Leonardo Oliveira

Personal information
- Full name: Leonardo Pereira de Oliveira
- Date of birth: 17 January 1978 (age 47)
- Place of birth: Campos dos Goytacazes, Brazil
- Height: 1.80 m (5 ft 11 in)
- Position(s): Defensive midfielder

Senior career*
- Years: Team / Apps / (Gls)
- 1997–1998: América-RN
- 1998–1999: União São João
- 2000–2001: Mérida / 53 / (1)
- 2002–2003: União São João
- 2003–2004: Juventud Unida
- 2004: Istres / 8 / (0)
- 2004–2005: Servette / 9 / (0)
- 2005–2006: St.
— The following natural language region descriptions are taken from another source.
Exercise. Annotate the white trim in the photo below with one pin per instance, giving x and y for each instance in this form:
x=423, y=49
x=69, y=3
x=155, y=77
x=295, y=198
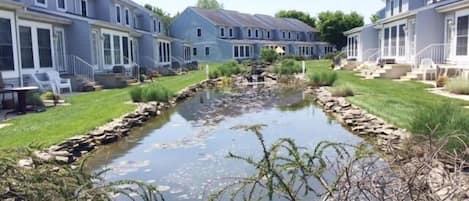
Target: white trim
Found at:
x=61, y=9
x=34, y=27
x=44, y=5
x=15, y=72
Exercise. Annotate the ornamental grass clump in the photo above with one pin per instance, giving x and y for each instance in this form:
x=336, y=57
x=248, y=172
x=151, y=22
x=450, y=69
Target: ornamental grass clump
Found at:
x=342, y=91
x=317, y=79
x=152, y=92
x=458, y=86
x=287, y=67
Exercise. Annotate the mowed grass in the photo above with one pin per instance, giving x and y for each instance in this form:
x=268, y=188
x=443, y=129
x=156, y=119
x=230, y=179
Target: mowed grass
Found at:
x=395, y=102
x=86, y=112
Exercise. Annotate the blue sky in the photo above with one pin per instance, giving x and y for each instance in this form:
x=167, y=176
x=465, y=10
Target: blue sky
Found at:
x=270, y=7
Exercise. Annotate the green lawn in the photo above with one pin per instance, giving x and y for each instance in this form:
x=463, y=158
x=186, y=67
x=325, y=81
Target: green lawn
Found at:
x=393, y=101
x=86, y=112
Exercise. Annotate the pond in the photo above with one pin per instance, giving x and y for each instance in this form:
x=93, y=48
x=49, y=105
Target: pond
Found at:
x=184, y=150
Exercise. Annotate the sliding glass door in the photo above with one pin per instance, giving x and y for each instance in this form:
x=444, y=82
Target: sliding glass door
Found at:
x=36, y=46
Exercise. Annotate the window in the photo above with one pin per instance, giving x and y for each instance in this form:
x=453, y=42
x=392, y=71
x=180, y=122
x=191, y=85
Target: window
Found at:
x=107, y=49
x=6, y=45
x=462, y=36
x=125, y=49
x=84, y=8
x=117, y=50
x=41, y=3
x=118, y=13
x=127, y=20
x=44, y=47
x=61, y=5
x=26, y=46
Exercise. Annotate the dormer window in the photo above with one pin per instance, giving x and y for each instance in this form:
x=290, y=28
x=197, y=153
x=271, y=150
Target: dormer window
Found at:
x=41, y=3
x=222, y=32
x=62, y=5
x=127, y=20
x=118, y=13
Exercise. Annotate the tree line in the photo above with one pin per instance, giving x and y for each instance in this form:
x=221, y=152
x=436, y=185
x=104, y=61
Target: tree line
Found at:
x=329, y=24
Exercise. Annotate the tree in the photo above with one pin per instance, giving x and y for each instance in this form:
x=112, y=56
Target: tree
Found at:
x=165, y=17
x=209, y=4
x=374, y=18
x=331, y=26
x=299, y=15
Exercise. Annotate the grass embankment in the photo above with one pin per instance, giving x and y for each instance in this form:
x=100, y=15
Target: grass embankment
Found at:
x=86, y=112
x=395, y=102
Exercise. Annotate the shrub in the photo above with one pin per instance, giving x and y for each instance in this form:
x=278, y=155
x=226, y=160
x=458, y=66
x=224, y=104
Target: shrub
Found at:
x=441, y=81
x=342, y=91
x=268, y=55
x=287, y=67
x=458, y=86
x=322, y=79
x=152, y=92
x=445, y=119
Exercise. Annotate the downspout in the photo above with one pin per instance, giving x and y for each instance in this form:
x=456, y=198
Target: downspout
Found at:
x=18, y=48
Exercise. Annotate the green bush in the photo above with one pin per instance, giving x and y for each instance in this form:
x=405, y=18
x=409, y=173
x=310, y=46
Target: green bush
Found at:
x=458, y=86
x=322, y=79
x=225, y=70
x=342, y=91
x=441, y=120
x=287, y=67
x=152, y=92
x=268, y=55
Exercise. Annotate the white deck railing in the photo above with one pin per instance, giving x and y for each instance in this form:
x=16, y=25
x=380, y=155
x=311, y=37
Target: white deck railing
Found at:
x=79, y=67
x=437, y=52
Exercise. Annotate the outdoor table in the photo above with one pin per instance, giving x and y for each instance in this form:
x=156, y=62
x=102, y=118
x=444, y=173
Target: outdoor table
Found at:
x=21, y=94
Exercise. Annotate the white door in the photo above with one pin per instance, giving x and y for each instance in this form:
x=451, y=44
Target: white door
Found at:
x=59, y=44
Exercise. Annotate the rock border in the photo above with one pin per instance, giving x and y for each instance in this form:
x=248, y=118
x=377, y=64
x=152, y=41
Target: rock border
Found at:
x=388, y=137
x=72, y=149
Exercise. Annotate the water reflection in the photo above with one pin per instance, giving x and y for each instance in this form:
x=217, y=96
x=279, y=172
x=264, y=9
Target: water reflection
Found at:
x=184, y=150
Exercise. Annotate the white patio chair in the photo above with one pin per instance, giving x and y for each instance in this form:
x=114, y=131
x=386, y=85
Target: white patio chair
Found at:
x=428, y=66
x=59, y=82
x=44, y=83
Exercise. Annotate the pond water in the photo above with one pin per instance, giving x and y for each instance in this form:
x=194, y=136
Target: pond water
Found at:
x=184, y=150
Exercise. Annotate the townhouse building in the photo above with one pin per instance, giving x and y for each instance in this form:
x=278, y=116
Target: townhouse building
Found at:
x=413, y=31
x=80, y=38
x=220, y=35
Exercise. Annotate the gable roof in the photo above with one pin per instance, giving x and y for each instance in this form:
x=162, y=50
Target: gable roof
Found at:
x=221, y=17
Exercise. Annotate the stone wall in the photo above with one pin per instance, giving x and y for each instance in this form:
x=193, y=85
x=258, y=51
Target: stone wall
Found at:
x=73, y=148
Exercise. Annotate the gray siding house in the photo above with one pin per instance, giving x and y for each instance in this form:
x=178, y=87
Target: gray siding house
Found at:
x=220, y=35
x=415, y=30
x=80, y=38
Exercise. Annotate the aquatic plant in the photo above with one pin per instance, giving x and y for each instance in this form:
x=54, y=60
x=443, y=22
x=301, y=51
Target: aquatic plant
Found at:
x=60, y=182
x=336, y=171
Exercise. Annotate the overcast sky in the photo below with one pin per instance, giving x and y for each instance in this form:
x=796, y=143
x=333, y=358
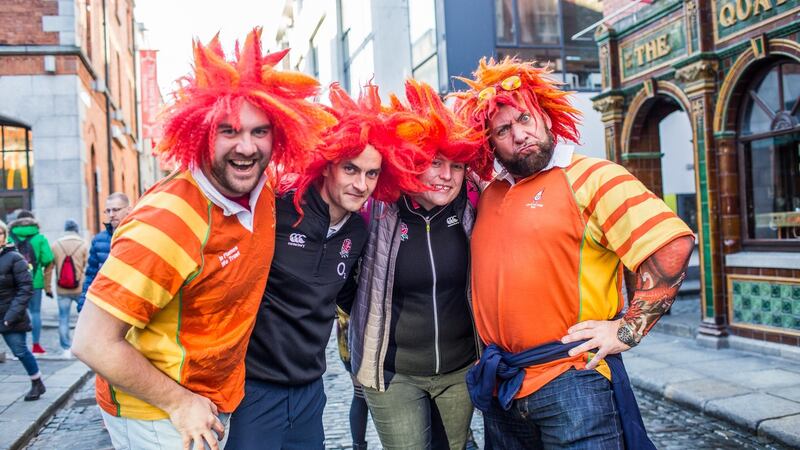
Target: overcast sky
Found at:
x=171, y=25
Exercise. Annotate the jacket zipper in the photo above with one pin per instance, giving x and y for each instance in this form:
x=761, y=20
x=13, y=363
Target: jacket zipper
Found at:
x=433, y=270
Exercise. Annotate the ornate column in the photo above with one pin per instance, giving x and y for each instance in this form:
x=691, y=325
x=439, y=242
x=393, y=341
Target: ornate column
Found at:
x=611, y=109
x=699, y=81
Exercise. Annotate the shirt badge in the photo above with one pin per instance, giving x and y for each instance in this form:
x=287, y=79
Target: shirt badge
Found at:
x=536, y=199
x=346, y=245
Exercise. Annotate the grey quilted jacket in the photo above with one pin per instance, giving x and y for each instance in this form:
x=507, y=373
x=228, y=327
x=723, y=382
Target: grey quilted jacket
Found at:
x=371, y=313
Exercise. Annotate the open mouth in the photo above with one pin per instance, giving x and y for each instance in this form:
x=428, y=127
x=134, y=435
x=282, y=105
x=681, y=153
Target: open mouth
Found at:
x=242, y=165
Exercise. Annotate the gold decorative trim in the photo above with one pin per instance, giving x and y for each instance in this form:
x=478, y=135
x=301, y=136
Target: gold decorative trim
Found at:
x=775, y=46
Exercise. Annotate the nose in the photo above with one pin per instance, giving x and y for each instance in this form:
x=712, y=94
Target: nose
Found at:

Gallen / 15 / (1)
- 2007–2008: Olympiakos Nicosia / 13 / (2)
- 2008–2009: AEP Paphos / 5 / (0)
- 2009: São Carlos
- 2010: Americano / 1 / (0)

= Leonardo Oliveira =

Brazilian footballer (born 1978)

Leonardo Pereira de Oliveira (born 17 January 1978) is a Brazilian former footballer who played as a midfielder. His clubs include AEP Paphos of Cyprus, Istres, Servette, St. Gallen and Olympiakos Nicosia.